Does anyone know how gbm
in R
handles missing values? I can't seem to find any explanation using google.
To explain what gbm does with missing predictors, let's first visualize a single tree of a gbm object.
Suppose you have a gbm object mygbm
. Using pretty.gbm.tree(mygbm, i.tree=1)
you can visualize the first tree on mygbm, e.g.:
SplitVar SplitCodePred LeftNode RightNode MissingNode ErrorReduction Weight Prediction
0 46 1.629728e+01 1 5 9 26.462908 1585 -4.396393e-06
1 45 1.850000e+01 2 3 4 11.363868 939 -4.370936e-04
2 -1 2.602236e-04 -1 -1 -1 0.000000 271 2.602236e-04
3 -1 -7.199873e-04 -1 -1 -1 0.000000 668 -7.199873e-04
4 -1 -4.370936e-04 -1 -1 -1 0.000000 939 -4.370936e-04
5 20 0.000000e+00 6 7 8 8.638042 646 6.245552e-04
6 -1 3.533436e-04 -1 -1 -1 0.000000 483 3.533436e-04
7 -1 1.428207e-03 -1 -1 -1 0.000000 163 1.428207e-03
8 -1 6.245552e-04 -1 -1 -1 0.000000 646 6.245552e-04
9 -1 -4.396393e-06 -1 -1 -1 0.000000 1585 -4.396393e-06
See the gbm documentation for details. Each row corresponds to a node, and the first (unnamed) column is the node number. We see that each node has a left and right node (which are set to -1 in case the node is a leaf). We also see each node has associated a MissingNode
.
To run an observation down the tree, we start at node 0. If an observation has a missing value on SplitVar
= 46, then it will be sent down the tree to the node MissingNode
= 9. The prediction of the tree for such observation will be SplitCodePred
= -4.396393e-06, which is the same prediction the tree had before any split is made to node zero (Prediction
= -4.396393e-06 for node zero).
The procedure is similar for other nodes and split variables.
It appears to send missing values to a separate node within each tree. If you have a gbm object called "mygbm" then you'll see by typing "pretty.gbm.tree(mygbm, i.tree = 1)" that for each split in the tree there is a LeftNode a RightNode and a MissingNode. This implies that (assuming you have interaction.depth=1) each tree will have 3 terminal nodes (1 for each side of the split and one for where the predictor is missing).
The gbm package in particular deals with NAs (missing values) as follows. The algorithm works by building and serially combining classification or regression trees. So-called base learner trees are built by divvying up observations into Left and Right splits (@user2332165 is right). There is also a separate node type of Missing in gbm. If the row or observation does not have a value for that variable, the algorithm will apply a surrogate split method.

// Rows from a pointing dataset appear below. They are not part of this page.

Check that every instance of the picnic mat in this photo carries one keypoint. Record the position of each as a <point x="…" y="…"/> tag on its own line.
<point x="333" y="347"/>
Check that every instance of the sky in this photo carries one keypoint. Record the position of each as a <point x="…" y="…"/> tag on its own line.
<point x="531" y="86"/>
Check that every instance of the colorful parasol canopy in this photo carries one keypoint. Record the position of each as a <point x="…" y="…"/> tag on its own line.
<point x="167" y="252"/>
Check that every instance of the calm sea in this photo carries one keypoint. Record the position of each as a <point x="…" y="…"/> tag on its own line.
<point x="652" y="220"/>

If you want to understand surrogate splitting better, I recommend reading the package rpart vignette.
The official guide to gbms introduces missing values to the test data, so I would assume that they are coded to handle missing values.
Start with the source code then. Just typing gbm
at the console shows you the source code:
function (formula = formula(data), distribution = "bernoulli",
data = list(), weights, var.monotone = NULL, n.trees = 100,
interaction.depth = 1, n.minobsinnode = 10, shrinkage = 0.001,
bag.fraction = 0.5, train.fraction = 1, cv.folds = 0, keep.data = TRUE,
verbose = TRUE)
{
mf <- match.call(expand.dots = FALSE)
m <- match(c("formula", "data", "weights", "offset"), names(mf),
0)
mf <- mf[c(1, m)]
mf$drop.unused.levels <- TRUE
mf$na.action <- na.pass
mf[[1]] <- as.name("model.frame")
mf <- eval(mf, parent.frame())
Terms <- attr(mf, "terms")
y <- model.response(mf, "numeric")
w <- model.weights(mf)
offset <- model.offset(mf)
var.names <- attributes(Terms)$term.labels
x <- model.frame(terms(reformulate(var.names)), data, na.action = na.pass)

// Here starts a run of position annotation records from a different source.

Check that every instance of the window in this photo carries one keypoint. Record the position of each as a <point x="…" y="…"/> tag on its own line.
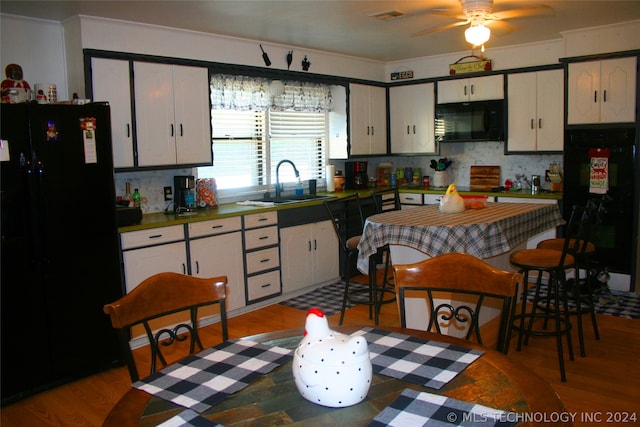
<point x="257" y="123"/>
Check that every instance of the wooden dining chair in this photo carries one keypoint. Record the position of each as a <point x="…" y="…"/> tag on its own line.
<point x="457" y="287"/>
<point x="159" y="296"/>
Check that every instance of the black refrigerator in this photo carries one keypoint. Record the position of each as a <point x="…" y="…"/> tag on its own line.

response.name <- as.character(formula[[2]])
if (is.character(distribution))
distribution <- list(name = distribution)
cv.error <- NULL
if (cv.folds > 1) {
if (distribution$name == "coxph")
i.train <- 1:floor(train.fraction * nrow(y))
else i.train <- 1:floor(train.fraction * length(y))
cv.group <- sample(rep(1:cv.folds, length = length(i.train)))
cv.error <- rep(0, n.trees)
for (i.cv in 1:cv.folds) {
if (verbose)
cat("CV:", i.cv, "\n")
i <- order(cv.group == i.cv)
gbm.obj <- gbm.fit(x[i.train, , drop = FALSE][i,
, drop = FALSE], y[i.train][i], offset = offset[i.train][i],
distribution = distribution, w = ifelse(w ==
NULL, NULL, w[i.train][i]), var.monotone = var.monotone,
n.trees = n.trees, interaction.depth = interaction.depth,
n.minobsinnode = n.minobsinnode, shrinkage = shrinkage,
bag.fraction = bag.fraction, train.fraction = mean(cv.group !=
i.cv), keep.data = FALSE, verbose = verbose,
var.names = var.names, response.name = response.name)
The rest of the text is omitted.